There’s a question that’s been nagging me for days. It’s been haunting my dreams. It’s a simple question with a complicated answer: Which team are the Red Sox better off playing in the ALDS?

Of course, because it’s the American League, things have to be even more complicated due to the fact that the AL wild card race ended with three winners and needs a tiebreaker game. Ugh. So as of right now, the Red Sox could end up playing one of three teams: the Cleveland Indians, the Texas Rangers, or the Tampa Bay Rays.

Let’s break down all of these playoff situations based on how the regular season matchups went, shall we?

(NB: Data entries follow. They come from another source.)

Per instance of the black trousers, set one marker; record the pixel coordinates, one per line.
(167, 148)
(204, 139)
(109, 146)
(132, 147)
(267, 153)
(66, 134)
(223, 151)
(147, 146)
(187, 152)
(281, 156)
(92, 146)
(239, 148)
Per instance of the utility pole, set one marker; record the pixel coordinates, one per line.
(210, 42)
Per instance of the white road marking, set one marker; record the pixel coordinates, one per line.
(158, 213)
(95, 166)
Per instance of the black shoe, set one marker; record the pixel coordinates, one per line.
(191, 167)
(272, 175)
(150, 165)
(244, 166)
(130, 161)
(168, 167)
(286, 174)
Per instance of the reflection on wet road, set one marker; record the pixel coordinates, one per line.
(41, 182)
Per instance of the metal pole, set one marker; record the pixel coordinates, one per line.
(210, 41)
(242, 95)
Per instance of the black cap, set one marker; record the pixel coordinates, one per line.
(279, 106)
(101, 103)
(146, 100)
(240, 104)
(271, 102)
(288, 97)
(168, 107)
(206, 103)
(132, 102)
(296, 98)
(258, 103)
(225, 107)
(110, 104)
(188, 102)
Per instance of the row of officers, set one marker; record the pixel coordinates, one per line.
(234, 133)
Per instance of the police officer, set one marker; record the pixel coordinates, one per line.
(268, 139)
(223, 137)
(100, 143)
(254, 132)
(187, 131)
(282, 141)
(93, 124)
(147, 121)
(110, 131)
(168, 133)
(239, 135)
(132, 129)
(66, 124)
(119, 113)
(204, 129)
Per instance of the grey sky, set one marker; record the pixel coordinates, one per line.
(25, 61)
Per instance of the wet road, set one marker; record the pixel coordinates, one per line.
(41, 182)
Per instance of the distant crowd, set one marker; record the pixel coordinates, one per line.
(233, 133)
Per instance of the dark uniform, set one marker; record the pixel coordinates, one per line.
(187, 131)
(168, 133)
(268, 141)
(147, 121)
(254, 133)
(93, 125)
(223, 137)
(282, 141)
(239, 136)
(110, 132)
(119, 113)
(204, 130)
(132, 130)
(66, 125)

                                             Red Sox vs. Indians
Wins                                            6               1
Runs                                           43             30
Home runs                                   3               4
Team batting average              .271          .242
Team ERA                                 3.71          5.93

Now, these numbers are a little deceiving. Yes, the Sox swept the Indians in Cleveland during a three-game series in April and took three of four in Boston at the end of May. But they haven’t played each other since then, and Cleveland has gotten considerably better in that time. Not to mention they have former Sox manager Terry Francona who not only knows Fenway Park inside and out, but has taken the Sox to two World Series himself. They have a lot of solid young players, and a few very clutch old ones (Who would’ve thought Jason Giambi could still produce?). And they’re currently on a 10-game winning streak. I still think the Sox have the edge over the Indians statistically regardless of when their games were, but there is a possibility that Tito could be Cleveland’s secret weapon.

                                            Red Sox vs. Rangers

Wins                                            2               4
Runs                                           29             27
Home runs                                  8              10
Team batting average             .272           .297
Team ERA                                4.70           4.50

This matchup is a clash of the titans. The Rangers happened to catch the Sox at a low point in their season, with a three-game sweep in Arlington at the beginning of May. But the Sox took two of three in Boston at the beginning of June with a 17-5 blowout, a tough 3-2 loss, and a solid 6-3 win. The Rangers have also proved to be very streaky this season, having a handle on the AL West until they let Oakland take over. They also almost blew their postseason chances in September, going 2-12 in the first half of the month with a seven-game losing streak in there before they went on a seven-game win streak (which they’re still holding onto) to save themselves. The Rangers have been known for self-destruction in recent seasons, but when they’re hot, they’re frightening. If they’re who the Sox end up playing, I would be surprised if this series was less than five games, regardless of the outcome.

                                               Red Sox vs. Rays

Wins                                           12               7
Runs                                            71             57
Home runs                                  13             17
Team batting average               .208         .232
Team ERA                                  2.93         3.54

Ah, a classic AL East battle. The Sox have a winning record against the Rays in Boston and St. Petersburg (6-4 and 6-3 respectively), but the Rays have the edge over the Sox in the second half of the season at 4-3. Still, I think the numbers almost don’t matter in this possible matchup. The Rays only took one series against the Sox this season, and I think the Sox can blow them out of the water if they’re on their A-game. But that’s only fueling the Rays’ fire. The Sox and the Rays are division rivals, the “anything can happen” rule applies more here than anywhere else.

Bonus: Whenever the Sox and the Rays play, chances of a bench-clearing brawl multiply to 87% according to statistics I just made up, so this series would have an extra fun factor.